SEARCH WITHIN CONTENT
Citation Information : International Journal of Advanced Network, Monitoring and Controls. Volume 3, Issue 2, Pages 126-132, DOI: https://doi.org/10.21307/ijanmc-2018-045
License : (CC-BY-NC-ND-4.0)
Published Online: 07-May-2018
In order to solve the problem of information overload of music system under large data background, this paper studies the design scheme of distributed music recommendation system based on Hadoop. The proposed algorithm is based on the MapReduce distributed computing framework, which has high scalability and performance, and can be applied to the calculation and analysis of off-line data efficiently. The music recommendation system designed in this paper also includes client, server interface, database and ETL operation, which can calculate a set of complete recommendation system from user operation end to server and data calculation. In order to improve the accuracy of the recommendation algorithm, this paper introduces k-means clustering algorithm to improve the recommendation algorithm based on user-based collaborative filtering.The experimental results show that the accuracy of the proposed algorithm has been significantly improved after the introduction of k-means.
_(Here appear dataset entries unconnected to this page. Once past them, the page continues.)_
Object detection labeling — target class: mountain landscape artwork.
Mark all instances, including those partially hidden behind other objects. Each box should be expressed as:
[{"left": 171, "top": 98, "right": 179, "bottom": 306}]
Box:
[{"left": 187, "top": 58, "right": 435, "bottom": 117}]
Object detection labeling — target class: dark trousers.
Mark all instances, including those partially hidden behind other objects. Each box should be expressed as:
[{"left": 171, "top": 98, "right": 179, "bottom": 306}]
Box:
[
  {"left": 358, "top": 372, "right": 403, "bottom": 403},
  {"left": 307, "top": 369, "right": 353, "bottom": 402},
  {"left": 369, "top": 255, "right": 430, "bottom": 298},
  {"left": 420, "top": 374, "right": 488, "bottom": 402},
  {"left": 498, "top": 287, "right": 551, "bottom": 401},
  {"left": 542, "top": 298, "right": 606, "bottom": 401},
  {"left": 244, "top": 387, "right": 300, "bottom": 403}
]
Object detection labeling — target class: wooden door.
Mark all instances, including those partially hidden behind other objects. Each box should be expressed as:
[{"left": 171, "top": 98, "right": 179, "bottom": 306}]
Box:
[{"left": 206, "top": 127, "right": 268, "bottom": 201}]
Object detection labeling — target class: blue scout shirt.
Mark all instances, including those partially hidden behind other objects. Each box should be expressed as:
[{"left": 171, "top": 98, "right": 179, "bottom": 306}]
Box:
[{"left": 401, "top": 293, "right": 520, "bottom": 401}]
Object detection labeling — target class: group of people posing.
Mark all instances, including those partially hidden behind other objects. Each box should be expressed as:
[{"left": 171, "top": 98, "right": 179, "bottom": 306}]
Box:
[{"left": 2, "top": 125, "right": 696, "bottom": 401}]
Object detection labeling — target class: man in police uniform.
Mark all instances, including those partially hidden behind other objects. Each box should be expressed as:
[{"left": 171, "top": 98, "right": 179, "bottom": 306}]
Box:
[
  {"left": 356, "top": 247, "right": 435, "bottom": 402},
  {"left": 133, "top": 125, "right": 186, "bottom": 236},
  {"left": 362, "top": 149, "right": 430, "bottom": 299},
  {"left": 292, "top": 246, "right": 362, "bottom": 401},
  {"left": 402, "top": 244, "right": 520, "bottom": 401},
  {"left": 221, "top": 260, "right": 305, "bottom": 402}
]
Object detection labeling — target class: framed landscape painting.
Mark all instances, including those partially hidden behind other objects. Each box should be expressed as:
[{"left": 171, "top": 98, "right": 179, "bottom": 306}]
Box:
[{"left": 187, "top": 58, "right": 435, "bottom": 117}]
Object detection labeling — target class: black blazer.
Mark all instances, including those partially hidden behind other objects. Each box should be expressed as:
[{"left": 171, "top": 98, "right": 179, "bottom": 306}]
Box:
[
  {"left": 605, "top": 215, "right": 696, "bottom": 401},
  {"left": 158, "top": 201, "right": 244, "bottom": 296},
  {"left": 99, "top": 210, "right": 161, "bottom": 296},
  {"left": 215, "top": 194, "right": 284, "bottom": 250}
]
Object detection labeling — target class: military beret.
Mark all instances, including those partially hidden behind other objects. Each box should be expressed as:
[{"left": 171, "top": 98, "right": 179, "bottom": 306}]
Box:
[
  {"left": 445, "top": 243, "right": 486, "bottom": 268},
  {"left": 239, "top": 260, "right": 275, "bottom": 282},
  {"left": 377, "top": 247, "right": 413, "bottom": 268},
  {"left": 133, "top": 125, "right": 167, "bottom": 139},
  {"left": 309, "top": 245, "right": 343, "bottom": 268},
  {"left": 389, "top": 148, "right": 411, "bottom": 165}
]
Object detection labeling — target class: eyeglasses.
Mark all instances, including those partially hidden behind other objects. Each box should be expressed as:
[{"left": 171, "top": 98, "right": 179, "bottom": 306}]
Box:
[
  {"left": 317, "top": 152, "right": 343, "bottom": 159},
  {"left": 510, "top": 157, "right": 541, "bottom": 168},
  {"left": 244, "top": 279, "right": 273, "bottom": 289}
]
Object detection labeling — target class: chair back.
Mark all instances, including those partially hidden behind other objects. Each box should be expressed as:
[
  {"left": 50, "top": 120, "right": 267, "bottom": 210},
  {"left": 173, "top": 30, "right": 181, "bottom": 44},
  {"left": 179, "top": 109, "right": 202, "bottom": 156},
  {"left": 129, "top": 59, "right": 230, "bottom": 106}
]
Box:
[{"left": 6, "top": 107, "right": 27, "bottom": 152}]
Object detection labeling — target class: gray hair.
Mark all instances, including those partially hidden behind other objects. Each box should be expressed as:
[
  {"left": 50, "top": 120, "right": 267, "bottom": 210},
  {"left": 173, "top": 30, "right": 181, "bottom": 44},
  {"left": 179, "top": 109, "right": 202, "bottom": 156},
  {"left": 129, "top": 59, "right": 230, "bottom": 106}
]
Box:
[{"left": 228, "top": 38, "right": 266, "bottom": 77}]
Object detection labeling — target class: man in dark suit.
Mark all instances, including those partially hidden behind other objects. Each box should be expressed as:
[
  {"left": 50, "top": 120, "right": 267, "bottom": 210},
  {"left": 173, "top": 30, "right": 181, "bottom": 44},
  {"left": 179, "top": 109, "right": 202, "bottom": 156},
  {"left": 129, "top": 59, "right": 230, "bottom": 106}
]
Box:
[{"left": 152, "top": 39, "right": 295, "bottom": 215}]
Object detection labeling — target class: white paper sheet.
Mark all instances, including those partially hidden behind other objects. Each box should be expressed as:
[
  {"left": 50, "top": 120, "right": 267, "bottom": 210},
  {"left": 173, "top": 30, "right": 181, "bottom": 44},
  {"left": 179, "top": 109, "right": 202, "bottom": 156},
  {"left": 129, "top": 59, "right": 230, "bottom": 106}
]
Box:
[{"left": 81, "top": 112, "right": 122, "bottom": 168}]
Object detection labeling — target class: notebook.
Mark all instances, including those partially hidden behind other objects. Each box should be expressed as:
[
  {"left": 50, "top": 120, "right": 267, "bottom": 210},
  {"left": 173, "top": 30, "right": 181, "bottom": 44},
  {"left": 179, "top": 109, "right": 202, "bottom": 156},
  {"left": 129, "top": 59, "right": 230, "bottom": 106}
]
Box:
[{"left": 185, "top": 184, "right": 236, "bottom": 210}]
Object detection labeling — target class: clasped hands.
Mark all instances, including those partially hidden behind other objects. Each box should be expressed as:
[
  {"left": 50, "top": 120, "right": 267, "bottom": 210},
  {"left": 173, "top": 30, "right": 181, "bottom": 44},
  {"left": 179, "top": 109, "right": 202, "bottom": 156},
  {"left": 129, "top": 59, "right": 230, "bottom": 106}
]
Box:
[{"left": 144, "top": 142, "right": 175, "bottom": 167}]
With the development of the mobile Internet, the amount of data generated by mobile APP has increased rapidly in recent years. On July 27, 2017, Trustdata, a well-known mobile big data monitoring platform in China released the “Analysis Report of China Mobile Internet Development in the First Half of 2017” . Among them, mobile music as a high-frequency application, the number of the user be showed a steady growth in the first half of 2017, peak DAU (daily active users) nearly 150 million. Taking Netease cloud music as an example, since its client APP was launched in April 2013,the number of users has reached 300 million, song orders 400 million. Such a huge amount of data makes the traditional single-server data storage and processing becomes more and more clumsy. Moreover, it is more and more difficult for users to find their favorite songs in huge amounts of data. After all, favorite songs are only a few, and finding them one by one can be very difficult. The past practice is that when users want to listen to some songs, they search for them by engines, but only find songs they have known. A lot of songs that users do not know, but will probably like very much, will never be heard. If there is a system specifically for users to push songs, users will spend less time searching for songs, and the stickiness from users to the system will increase. Based on this, this paper uses Hadoop, a big data computing and storage framework, to store and calculate data, so as to solve the problem in finding songs, and also improve user’s activity and stickiness. The Hadoop-based recommendation system used in this paper has the following important implications in today’s Internet context:
1) To effectively solve the problem of “information overload”, to provide users with interesting content by exploring the relationship between users and songs;
2) Hadoop cluster parallel computing and distributed storage technology has good scalability, can effectively handle massive data storage and computing problems;
3) For the enterprise, the system with the recommended function can enhance the user experience and increase the user’s activity and stickiness.
The traditional user-based collaborative filtering recommendation algorithm is based on several users that are most similar to this user’s interest, and then recommends songs that the user has not heard from these similar users. The specific method is to find each user by user similarity algorithm some of the most similar users, and then summarize the similar user listening records, from which the target user to find out the songs have not been heard, and then similar users to sort the similarity to obtain The preference of each song, the order of these songs, so as to target users recommend . Specific algorithm steps are as follows:
1) Construct users - song data representation matrix. The row vector represents the user, and the column vector represents each song. The matrix value indicates whether the user has heard of the song, 0 means that it has not been heard, and 1 means it has been heard. It is a 0-1 matrix.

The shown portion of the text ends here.